Dr. Oesterle received her PhD in sociology from the University of Minnesota. Since joining the UW School of Social Work in 2002, she has worked with the Social Development Research Group (SDRG). Her research has two linked themes aimed at understanding how we can promote healthy development across the life span: 1) intervention research focused on preventing adolescent health-risking behaviors such as substance use and delinquency, and 2) life-course research with a focus on understanding positive young-adult development and its consequences for later life.
Dr. Oesterle’s intervention research is currently based on the Community Youth Development Study, a community-randomized controlled trial of Communities That Care (CTC), a community prevention system to prevent adolescent substance use, delinquency and other health-risking behaviors.
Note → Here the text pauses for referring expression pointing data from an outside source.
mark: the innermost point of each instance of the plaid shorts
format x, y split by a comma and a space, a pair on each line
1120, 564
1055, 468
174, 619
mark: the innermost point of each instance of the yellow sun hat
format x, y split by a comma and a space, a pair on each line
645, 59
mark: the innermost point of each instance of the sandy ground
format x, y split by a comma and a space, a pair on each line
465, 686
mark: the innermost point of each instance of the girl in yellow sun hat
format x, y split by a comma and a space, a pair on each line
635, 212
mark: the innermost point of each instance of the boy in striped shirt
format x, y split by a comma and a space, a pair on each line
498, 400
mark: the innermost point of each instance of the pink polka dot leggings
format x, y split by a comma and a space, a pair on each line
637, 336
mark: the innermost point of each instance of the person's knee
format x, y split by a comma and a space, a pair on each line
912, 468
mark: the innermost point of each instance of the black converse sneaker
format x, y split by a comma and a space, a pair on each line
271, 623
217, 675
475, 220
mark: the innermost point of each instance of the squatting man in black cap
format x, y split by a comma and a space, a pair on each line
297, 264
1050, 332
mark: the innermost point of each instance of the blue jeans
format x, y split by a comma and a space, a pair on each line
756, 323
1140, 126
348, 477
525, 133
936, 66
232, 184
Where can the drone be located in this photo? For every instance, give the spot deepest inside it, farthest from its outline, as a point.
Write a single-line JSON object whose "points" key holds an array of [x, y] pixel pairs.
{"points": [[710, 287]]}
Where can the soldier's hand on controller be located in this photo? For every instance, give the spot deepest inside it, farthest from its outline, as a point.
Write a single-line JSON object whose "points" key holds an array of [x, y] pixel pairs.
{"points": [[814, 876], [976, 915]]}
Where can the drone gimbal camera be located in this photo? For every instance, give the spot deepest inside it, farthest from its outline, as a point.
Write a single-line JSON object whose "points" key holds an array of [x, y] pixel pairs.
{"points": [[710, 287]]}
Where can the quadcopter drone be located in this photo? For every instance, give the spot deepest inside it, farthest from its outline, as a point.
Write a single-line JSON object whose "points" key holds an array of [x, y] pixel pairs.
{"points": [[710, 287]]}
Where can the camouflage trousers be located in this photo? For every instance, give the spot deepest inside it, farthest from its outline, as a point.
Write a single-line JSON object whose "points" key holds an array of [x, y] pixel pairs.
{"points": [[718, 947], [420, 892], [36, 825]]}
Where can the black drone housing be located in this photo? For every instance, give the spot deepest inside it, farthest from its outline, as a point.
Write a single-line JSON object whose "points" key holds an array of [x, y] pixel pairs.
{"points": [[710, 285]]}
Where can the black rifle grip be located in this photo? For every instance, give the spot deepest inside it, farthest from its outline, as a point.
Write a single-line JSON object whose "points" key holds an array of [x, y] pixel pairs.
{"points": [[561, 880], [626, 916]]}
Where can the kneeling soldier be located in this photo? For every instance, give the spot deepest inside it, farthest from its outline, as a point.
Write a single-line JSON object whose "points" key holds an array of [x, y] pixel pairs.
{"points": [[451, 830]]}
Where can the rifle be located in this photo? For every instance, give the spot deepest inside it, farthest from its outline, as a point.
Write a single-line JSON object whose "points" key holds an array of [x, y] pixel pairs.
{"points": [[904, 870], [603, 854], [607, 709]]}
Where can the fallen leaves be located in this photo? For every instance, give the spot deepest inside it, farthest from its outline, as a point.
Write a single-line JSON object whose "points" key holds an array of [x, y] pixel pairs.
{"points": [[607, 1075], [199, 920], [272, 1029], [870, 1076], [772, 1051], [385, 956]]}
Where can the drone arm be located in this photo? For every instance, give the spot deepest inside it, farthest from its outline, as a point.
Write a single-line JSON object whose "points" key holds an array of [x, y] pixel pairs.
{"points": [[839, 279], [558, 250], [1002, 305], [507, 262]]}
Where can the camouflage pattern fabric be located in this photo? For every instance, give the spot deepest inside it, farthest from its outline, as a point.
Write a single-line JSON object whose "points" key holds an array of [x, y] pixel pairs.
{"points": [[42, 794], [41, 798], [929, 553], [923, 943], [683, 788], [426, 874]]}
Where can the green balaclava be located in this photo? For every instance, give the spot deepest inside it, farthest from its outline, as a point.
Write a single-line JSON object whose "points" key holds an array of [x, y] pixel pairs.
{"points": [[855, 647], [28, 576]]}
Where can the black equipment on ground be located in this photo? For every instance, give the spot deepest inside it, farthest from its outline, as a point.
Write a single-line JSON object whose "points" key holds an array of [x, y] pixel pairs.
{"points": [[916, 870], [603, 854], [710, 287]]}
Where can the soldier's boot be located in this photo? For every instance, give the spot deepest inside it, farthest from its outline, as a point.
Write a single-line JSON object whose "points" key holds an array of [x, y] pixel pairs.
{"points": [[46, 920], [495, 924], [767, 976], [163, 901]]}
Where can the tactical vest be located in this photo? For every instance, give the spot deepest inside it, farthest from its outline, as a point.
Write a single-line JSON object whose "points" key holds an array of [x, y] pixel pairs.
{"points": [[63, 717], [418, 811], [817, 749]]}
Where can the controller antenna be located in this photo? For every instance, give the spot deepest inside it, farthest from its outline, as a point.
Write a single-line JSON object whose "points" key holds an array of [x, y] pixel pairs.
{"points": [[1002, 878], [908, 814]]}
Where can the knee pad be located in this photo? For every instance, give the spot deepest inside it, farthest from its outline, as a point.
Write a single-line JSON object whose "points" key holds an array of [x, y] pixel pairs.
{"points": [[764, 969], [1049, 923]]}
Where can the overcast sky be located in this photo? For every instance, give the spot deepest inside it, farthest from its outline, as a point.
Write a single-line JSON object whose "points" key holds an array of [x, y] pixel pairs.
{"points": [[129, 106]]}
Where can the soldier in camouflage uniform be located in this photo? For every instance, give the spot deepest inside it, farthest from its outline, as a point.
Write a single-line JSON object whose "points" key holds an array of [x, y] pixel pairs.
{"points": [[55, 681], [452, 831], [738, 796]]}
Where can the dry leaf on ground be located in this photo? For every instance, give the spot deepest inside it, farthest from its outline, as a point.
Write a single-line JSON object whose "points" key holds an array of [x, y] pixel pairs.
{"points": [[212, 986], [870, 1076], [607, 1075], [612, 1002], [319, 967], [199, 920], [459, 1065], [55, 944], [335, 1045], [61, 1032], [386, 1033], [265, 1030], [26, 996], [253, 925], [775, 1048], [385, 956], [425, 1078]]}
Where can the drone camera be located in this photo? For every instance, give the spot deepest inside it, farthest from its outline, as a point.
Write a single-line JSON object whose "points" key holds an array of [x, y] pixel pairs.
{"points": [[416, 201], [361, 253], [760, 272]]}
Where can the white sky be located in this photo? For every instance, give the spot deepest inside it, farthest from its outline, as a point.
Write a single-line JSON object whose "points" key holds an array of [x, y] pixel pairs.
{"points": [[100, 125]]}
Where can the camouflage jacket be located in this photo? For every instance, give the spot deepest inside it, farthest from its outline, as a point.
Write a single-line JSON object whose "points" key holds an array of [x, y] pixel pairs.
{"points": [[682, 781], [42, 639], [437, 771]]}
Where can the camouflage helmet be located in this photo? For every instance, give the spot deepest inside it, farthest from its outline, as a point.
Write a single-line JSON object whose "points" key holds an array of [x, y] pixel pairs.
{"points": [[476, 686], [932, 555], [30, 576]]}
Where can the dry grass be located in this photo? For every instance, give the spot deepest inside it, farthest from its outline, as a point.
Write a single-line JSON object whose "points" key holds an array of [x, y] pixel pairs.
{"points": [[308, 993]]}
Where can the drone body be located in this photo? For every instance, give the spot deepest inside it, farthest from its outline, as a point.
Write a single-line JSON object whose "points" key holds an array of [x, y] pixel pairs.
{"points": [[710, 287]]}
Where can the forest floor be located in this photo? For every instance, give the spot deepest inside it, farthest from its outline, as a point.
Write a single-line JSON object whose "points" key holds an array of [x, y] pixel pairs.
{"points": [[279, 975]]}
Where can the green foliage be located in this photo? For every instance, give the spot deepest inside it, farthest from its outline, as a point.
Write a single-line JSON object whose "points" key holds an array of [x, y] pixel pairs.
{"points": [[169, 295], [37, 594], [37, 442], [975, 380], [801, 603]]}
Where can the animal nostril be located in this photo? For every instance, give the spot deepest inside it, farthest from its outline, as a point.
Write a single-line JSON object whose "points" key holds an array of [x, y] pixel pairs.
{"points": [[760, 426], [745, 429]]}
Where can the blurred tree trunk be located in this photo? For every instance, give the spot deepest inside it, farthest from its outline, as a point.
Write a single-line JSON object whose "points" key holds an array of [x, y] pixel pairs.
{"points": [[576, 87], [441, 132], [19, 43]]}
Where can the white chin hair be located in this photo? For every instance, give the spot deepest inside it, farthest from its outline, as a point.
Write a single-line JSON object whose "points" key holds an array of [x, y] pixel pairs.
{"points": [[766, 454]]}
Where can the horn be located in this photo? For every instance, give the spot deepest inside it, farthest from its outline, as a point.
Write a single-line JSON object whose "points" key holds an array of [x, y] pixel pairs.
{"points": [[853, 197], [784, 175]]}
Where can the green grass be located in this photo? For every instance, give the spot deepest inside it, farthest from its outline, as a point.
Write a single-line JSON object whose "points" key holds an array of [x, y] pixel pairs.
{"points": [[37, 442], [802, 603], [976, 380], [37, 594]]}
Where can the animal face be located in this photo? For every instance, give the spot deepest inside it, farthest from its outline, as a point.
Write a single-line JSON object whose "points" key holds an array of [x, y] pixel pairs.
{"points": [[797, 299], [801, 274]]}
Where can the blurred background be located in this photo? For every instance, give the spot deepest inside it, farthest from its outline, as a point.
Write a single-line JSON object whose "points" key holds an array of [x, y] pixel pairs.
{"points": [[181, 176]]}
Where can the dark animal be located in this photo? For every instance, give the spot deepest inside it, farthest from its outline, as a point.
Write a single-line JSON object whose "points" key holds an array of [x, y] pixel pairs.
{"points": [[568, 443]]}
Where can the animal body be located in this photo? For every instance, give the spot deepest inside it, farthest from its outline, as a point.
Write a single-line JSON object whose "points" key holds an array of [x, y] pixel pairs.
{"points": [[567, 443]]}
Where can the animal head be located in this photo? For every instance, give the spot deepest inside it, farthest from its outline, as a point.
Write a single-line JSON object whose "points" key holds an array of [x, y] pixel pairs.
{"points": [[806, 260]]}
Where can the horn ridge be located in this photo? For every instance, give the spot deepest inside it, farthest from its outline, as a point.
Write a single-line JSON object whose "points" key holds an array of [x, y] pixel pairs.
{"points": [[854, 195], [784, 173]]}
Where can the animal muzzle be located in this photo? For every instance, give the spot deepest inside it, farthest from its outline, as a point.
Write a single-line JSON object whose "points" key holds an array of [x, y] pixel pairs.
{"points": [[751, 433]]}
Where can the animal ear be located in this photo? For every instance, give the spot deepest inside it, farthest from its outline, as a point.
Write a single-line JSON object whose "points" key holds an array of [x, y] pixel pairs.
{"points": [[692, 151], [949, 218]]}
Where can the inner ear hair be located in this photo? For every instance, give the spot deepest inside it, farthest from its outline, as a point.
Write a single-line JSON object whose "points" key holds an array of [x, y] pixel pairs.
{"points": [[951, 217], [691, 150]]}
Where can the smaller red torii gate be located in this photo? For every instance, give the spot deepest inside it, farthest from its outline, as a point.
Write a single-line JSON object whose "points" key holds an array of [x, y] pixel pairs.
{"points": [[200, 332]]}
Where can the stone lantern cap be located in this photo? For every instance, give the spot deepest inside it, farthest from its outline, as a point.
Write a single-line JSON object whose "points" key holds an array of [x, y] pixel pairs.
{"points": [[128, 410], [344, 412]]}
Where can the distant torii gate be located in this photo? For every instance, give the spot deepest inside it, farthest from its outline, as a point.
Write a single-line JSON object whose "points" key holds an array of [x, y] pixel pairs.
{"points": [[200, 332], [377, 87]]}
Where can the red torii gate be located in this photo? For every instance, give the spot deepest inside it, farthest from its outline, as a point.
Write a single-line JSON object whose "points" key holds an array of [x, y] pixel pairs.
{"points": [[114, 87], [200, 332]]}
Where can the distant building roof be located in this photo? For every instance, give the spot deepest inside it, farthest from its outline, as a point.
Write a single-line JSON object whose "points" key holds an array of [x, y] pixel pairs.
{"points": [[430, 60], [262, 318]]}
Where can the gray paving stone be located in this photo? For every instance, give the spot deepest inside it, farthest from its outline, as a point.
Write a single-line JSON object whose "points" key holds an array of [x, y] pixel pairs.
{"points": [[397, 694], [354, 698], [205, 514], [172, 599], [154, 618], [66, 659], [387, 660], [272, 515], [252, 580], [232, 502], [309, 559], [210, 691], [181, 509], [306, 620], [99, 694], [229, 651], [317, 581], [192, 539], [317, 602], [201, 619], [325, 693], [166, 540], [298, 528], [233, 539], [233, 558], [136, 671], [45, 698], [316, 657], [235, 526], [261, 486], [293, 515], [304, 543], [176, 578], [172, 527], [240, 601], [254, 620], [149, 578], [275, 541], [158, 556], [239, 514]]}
Her work on the experimental trial of CTC shows that when community stakeholders come together, use data to make informed decisions, and implement tested and effective prevention programs, they can make measurable changes in adolescent health-risking behaviors communitywide.
Dr. Oesterle’s research is also aimed at understanding the transition to adulthood in the 21st century and its consequences for later life. She has investigated this topic with data from several influential longitudinal community studies, including the Seattle Social Development Project (J. David Hawkins and Karl G. Hill, principal investigators). Her current research examines pathways to adulthood and their consequences for later adult functioning, for example with respect to substance misuse. Her work also calls attention to differences in men’s and women's life courses.
Dr. Oesterle belongs to and regularly presents at meetings of the Society for Prevention Research, the American Sociological Association, the Society for Social Work and Research, and the Society for Longitudinal and Life Course Studies.
Dr. Oesterle is currently a member of the School of Social Work’s doctoral steering committee. She enjoys mentoring students by helping them apply advanced statistical methods to their own research projects.